Upon graduating in 1962, she married Blasdel A. Reardon, a Cincinnati native and the brother of a Manhattanville classmate. Living in Wyoming, Ohio, they raised five sons together and for many years Jean focused her creative energies on parenting. Still, she managed to knit sweaters, sew clothes and design handbags for friends and family and grow flowers and vegetables in her backyard gardens. She was also active in her church, St. James of the Valley, in her children’s schools and in the Junior League of Cincinnati. For several years she volunteered at the Cincinnati Nature Center, guiding schoolchildren on nature walks among pastures, meadows, woodlands and ponds. There she found some of the organic forms that later resurfaced in her art.

In 1980 she resumed her formal art training by enrolling at the Art Academy of Cincinnati. Holding her own among students many years her junior, she took courses in art history, color theory, drawing, painting and photography. It was printmaking, however, that truly sparked her interest and imagination. Under the tutelage of April Foster, she explored a range of techniques, from screen printing and relief printing to etching, lithography, monoprinting and collography. “Jean was a very eager student, soaking up everything that we provided at the Academy with acuity, energy and enthusiasm,” says Anne Miotke, her painting instructor there and now an adjunct professor at the Milwaukee Institute of Art and Design. “She was always open to new approaches in composition.”

Jean soon adopted a photorealist approach to printmaking. She selected imagery from her own photographs, often close-ups of flowers or leaves, and then manipulated or combined them. Her carefully designed compositions often incorporated borders, inset details and bold contrasts of shape and value. While favoring miniature scenes, sometimes focusing on just a few leaves or blossoms, she frequently made them much larger than life, utterly transforming her subject matter and its relationship to the viewer.

Shortly after graduating from the Art Academy of Cincinnati with a B.F.A. in 1988, Jean and her husband moved to Hingham, Massachusetts, where she served as a volunteer at the Hingham Public Library, a board member at the Hingham Historical Society and a member of the town traffic committee. At St. Paul’s Church she was both a Eucharistic Minister and an advisor on the color scheme for a major interior renovation.

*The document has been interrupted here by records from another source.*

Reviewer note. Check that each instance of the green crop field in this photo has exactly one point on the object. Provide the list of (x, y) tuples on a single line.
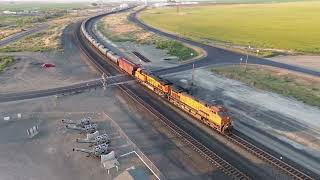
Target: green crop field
[(293, 26), (44, 6)]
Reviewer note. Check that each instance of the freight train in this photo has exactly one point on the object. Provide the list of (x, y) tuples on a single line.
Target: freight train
[(212, 115)]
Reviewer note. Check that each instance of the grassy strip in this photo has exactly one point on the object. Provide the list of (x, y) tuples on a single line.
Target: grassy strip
[(5, 61), (269, 27), (175, 48), (288, 85), (118, 29)]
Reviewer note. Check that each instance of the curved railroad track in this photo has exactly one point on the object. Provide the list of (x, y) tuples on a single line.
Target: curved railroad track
[(217, 161), (215, 55), (192, 142)]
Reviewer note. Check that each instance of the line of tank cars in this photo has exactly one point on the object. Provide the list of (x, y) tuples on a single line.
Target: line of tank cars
[(214, 116)]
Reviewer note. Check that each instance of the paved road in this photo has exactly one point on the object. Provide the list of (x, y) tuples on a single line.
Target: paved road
[(17, 36), (72, 89), (215, 55)]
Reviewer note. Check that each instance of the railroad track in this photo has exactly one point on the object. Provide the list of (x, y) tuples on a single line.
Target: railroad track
[(291, 171), (216, 160), (204, 151)]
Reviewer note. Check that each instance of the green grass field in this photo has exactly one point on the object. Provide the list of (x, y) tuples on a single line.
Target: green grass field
[(290, 26), (5, 61), (293, 86), (44, 6)]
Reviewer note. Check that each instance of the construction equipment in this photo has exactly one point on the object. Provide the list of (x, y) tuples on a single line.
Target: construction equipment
[(98, 150), (101, 139), (91, 128), (81, 123)]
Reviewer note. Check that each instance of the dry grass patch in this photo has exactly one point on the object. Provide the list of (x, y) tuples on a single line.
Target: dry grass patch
[(301, 87), (47, 40)]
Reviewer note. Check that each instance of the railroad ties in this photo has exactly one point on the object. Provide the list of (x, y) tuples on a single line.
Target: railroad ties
[(209, 155), (140, 56), (291, 171)]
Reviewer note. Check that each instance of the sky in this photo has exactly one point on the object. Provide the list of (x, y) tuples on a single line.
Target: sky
[(58, 0)]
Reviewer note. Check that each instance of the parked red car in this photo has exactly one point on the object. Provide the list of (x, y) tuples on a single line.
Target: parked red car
[(127, 66), (48, 65)]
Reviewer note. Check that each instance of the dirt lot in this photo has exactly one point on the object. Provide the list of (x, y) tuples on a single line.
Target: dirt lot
[(262, 115), (312, 62), (26, 73), (51, 152)]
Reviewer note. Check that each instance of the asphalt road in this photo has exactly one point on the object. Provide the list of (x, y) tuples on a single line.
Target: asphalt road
[(17, 36), (49, 92), (71, 89), (215, 55)]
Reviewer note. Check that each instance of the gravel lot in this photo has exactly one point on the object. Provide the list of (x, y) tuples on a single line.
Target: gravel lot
[(292, 125)]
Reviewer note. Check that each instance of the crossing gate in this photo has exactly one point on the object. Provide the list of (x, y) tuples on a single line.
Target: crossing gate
[(33, 131)]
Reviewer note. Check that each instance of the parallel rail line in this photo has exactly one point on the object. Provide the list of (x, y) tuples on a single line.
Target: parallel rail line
[(293, 172), (207, 153), (217, 161)]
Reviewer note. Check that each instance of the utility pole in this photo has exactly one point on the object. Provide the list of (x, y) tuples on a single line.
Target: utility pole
[(104, 81), (192, 78)]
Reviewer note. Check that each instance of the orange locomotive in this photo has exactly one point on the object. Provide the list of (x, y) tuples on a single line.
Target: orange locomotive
[(214, 116)]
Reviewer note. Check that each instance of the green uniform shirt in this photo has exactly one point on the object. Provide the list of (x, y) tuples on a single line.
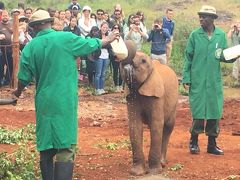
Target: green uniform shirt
[(202, 70), (50, 59)]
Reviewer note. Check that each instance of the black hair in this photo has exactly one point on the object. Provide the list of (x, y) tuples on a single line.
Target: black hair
[(2, 6)]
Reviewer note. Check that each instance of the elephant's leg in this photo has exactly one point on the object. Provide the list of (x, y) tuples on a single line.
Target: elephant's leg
[(167, 130), (156, 127), (136, 138)]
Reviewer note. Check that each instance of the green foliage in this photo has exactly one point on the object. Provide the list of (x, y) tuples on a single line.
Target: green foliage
[(182, 32), (20, 165), (16, 136), (176, 167)]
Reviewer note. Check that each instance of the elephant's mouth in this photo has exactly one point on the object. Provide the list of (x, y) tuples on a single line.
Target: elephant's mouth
[(128, 72)]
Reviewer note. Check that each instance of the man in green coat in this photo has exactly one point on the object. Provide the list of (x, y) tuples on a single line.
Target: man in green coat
[(202, 77), (50, 59)]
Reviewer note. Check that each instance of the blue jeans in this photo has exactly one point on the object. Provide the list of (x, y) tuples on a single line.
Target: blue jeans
[(101, 67)]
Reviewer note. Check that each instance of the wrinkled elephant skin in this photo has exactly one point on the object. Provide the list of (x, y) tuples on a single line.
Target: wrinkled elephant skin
[(152, 95)]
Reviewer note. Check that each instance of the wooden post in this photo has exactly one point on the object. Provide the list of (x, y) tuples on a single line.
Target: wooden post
[(15, 49)]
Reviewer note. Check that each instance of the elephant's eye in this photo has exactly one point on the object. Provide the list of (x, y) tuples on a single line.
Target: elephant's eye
[(144, 61)]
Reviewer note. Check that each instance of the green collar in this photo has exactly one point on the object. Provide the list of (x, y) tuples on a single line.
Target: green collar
[(45, 31)]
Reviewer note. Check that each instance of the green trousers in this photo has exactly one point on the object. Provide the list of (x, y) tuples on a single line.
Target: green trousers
[(62, 155), (211, 128)]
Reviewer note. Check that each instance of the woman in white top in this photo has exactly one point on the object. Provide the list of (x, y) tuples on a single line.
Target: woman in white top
[(85, 23), (102, 63)]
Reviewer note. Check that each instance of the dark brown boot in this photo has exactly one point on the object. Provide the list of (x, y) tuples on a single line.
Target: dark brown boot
[(212, 146), (193, 145)]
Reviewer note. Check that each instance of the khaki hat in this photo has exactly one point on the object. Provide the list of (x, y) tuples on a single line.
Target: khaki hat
[(86, 8), (23, 18), (40, 17), (208, 10)]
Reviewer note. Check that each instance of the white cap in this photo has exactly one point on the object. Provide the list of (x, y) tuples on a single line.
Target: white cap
[(86, 8)]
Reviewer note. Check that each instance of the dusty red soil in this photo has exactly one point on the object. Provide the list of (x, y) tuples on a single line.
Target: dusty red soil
[(103, 121)]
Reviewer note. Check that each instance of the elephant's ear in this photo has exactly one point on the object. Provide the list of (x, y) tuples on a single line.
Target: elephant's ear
[(153, 86)]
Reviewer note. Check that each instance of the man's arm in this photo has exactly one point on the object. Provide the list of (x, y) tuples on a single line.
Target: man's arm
[(188, 62), (19, 89)]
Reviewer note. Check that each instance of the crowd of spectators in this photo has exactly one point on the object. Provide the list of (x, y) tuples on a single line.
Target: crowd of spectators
[(85, 22)]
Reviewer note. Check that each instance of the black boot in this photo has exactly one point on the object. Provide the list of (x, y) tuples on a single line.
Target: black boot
[(193, 145), (47, 169), (212, 146), (63, 171)]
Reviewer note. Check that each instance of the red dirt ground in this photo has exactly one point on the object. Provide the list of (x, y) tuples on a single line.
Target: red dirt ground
[(103, 121)]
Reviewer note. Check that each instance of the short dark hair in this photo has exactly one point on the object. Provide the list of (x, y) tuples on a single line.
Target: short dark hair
[(21, 5), (2, 5), (100, 10), (158, 21), (28, 9), (169, 9)]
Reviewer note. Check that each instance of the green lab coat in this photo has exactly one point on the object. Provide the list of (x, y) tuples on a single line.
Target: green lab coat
[(50, 58), (202, 70)]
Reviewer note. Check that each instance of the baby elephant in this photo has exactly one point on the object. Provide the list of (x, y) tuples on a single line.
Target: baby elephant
[(151, 99)]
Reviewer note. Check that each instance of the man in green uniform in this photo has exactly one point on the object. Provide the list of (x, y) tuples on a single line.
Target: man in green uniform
[(202, 77), (50, 58)]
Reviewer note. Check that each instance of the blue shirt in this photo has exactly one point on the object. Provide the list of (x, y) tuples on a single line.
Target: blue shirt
[(159, 40), (168, 24)]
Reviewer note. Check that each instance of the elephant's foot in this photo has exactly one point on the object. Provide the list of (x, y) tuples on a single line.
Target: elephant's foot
[(156, 169), (163, 163), (138, 170)]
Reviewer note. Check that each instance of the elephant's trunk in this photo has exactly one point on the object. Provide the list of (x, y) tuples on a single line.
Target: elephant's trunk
[(128, 72)]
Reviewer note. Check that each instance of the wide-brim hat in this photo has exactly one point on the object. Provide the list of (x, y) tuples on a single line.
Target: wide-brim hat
[(86, 8), (208, 10), (23, 18), (40, 17)]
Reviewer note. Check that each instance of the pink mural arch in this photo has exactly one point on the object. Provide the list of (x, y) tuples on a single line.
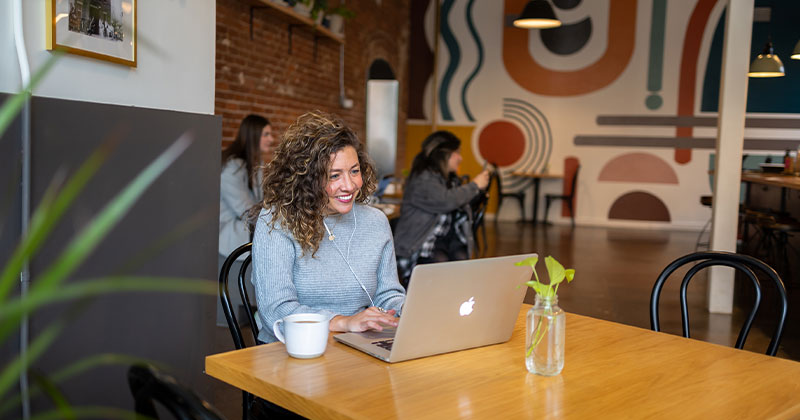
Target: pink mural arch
[(638, 167)]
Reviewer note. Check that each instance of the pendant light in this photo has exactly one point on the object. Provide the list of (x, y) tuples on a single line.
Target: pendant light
[(537, 14), (767, 64)]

Jean also continued her artwork in Massachusetts, showing primarily at the Copley Society in Boston and the South Shore Art Center in Cohasset, and began designing limited-edition clothes for toddlers and infants under the label Puffin ‘n’ Peas.

Working in many media, Jean consistently looked for new ways to develop and apply her talents and learn new skills. Throughout her life she pursued a wide range of interests, including painting, printmaking, decorating, cooking, gardening, and designing and making clothes. She died in October 2001 after a six-week battle with Acute Respiratory Distress Syndrome.